By Mark Hornbeck/AARP
Michigan already meets federal election standards. States should not impose unreasonable identification requirements that discourage or prevent citizens from voting.
We particularly oppose a requirement in the legislation for photo identification in order to obtain an absentee ballot. Many eligible voters don’t have the kind of identification required and will have difficulty getting it.
"Nearly one in five people age 65 or older don't have photo ID," says Jacqueline Morrison, state director of AARP Michigan, "People who have been voting all of their adult life will face this hurdle if the legislation passes."
A 2006 survey by the Center on Budget and Policy Priorities found that about 11 millionU.S.citizens have neither a birth certificate nor a passport in their home. The survey also found:
* Low-income people are nearly twice as likely to lack these documents as people with higher incomes.
* Older residents are much more likely to lack these documents than younger residents.
* African Americans are much more likely to lack these documents than white residents.
* Rural residents are more than twice as likely to lack a birth certificate or passport as non-rural residents.

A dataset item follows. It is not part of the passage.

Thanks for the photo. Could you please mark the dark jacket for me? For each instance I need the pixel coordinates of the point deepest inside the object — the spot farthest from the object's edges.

The right to vote, along with full and fair representation, is the most basic of political rights. The imposition by government of identification requirements for the exercise of this right are a hindrance and impediment for voters.
States should adopt fair, simple, and readily accessible voter registration procedures, including online registration.
State procedures to prevent and detect voter fraud should be fair, nondiscriminatory and free of partisan bias. Enforcement of ID requirements should not impede voter registration, turnout, or participation.
Mark Hornbeck is associate state director of communications for AARP Michigan.